SINGAPORE (Reuters) - Ah Meng, an iconic orangutan of the Singapore Zoo who featured in almost 30 travel films and rubbed shoulders with movie stars and royalty, died on Friday of old age, the Singapore Zoo said. She was around 48.
Singapore Zoo will hold a special memorial on Sunday as a tribute to the orangutan, a star at the zoo for the past quarter-century after the “breakfast with Ah Meng” programme was launched, the zoo said in a statement.
“She has touched the hearts of everyone who has met her and contributed immensely in helping promote awareness of how each and every one of us can play a role in anti-poaching, anti-deforestation and conservation matters,” said Fanny Lai, group chief executive of Wildlife Reserves Singapore.
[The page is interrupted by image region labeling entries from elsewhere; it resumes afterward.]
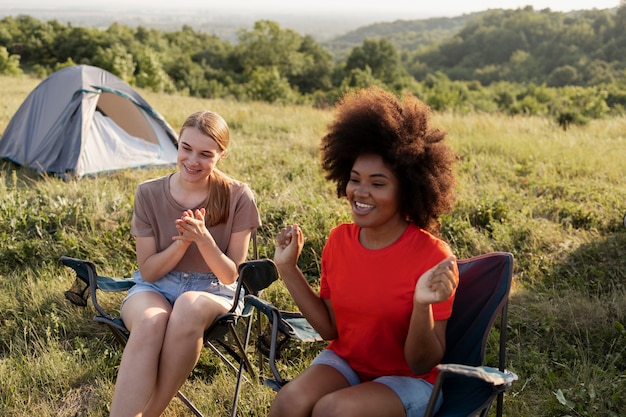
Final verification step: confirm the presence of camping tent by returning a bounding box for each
[0,65,178,177]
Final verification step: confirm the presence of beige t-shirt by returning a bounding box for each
[130,174,261,272]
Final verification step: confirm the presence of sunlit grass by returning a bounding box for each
[0,77,626,417]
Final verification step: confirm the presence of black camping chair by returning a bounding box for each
[59,234,278,417]
[246,252,517,417]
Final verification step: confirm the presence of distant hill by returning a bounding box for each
[322,12,486,61]
[0,5,448,43]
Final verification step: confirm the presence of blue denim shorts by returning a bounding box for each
[122,271,244,313]
[311,349,443,417]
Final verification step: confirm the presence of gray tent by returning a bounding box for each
[0,65,178,177]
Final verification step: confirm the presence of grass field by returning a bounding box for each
[0,73,626,417]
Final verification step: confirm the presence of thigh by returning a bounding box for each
[120,291,172,331]
[374,376,436,417]
[270,364,350,417]
[312,382,406,417]
[170,291,232,329]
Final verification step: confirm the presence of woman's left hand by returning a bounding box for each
[413,256,458,304]
[172,208,212,242]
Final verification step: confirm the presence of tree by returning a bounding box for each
[345,38,407,85]
[0,46,22,75]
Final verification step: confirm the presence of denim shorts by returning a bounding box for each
[311,349,443,417]
[122,271,244,314]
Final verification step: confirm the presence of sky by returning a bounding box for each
[0,0,620,19]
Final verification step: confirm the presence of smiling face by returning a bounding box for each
[178,127,225,182]
[346,155,406,234]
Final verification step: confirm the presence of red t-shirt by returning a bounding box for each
[320,223,454,383]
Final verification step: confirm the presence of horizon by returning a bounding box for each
[0,0,620,20]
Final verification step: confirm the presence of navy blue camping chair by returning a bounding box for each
[59,234,278,417]
[425,252,517,417]
[246,252,517,417]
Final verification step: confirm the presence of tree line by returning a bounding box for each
[0,5,626,128]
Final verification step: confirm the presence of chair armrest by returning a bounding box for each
[424,363,518,417]
[59,256,130,319]
[437,363,518,386]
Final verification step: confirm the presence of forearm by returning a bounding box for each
[138,241,189,282]
[198,238,238,285]
[276,264,337,340]
[404,303,445,375]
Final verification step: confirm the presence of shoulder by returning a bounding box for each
[229,178,254,200]
[407,223,452,257]
[327,223,359,244]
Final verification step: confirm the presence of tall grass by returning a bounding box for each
[0,77,626,417]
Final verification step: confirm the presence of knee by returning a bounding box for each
[130,312,169,346]
[311,393,360,417]
[169,293,222,332]
[269,383,315,417]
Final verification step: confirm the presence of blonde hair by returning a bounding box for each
[180,110,232,226]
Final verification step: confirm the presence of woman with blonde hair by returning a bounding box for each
[111,111,260,416]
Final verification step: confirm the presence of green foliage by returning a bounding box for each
[0,46,22,75]
[0,7,626,117]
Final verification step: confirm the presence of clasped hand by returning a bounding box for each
[172,208,211,242]
[413,256,458,304]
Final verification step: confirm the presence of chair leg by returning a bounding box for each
[176,391,204,417]
[230,316,254,417]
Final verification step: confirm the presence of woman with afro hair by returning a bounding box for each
[270,88,458,417]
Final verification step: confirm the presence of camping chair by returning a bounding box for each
[59,236,278,417]
[246,252,517,417]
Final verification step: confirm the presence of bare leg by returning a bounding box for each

“We will miss her dearly.”
Orangutans, native to Malaysia and Indonesia, are a species of great apes known for their intelligence, long arms and reddish brown hair. They are highly endangered due to destruction of their rainforest habitats.
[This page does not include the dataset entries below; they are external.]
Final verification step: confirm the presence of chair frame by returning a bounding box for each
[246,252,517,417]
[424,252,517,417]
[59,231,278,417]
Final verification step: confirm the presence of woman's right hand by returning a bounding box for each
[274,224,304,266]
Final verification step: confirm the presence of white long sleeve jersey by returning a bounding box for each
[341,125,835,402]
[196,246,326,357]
Born in Indonesia around 1960, Ah Meng came to the zoo in 1971 after she was confiscated from a family who had kept her as an illegal pet.
She featured in almost 30 travel films and was the subject of more than 270 articles in newspapers and magazines, the statement said. She also became the first and only non-human recipient of the “Special Tourism Ambassador” award in the city-state.
Ah Meng mingled with famous personalities such as Britain’s Prince Philip, magician David Copperfield, pop singer Michael Jackson and movie star Elizabeth Taylor.
She leaves behind two sons and two daughters, as well as six grandchildren. In human terms, she was 95 when she died. As a tribute to Ah Meng, the next newborn orangutan at the Zoo will be named Ah Meng Junior, the Singapore Zoo said.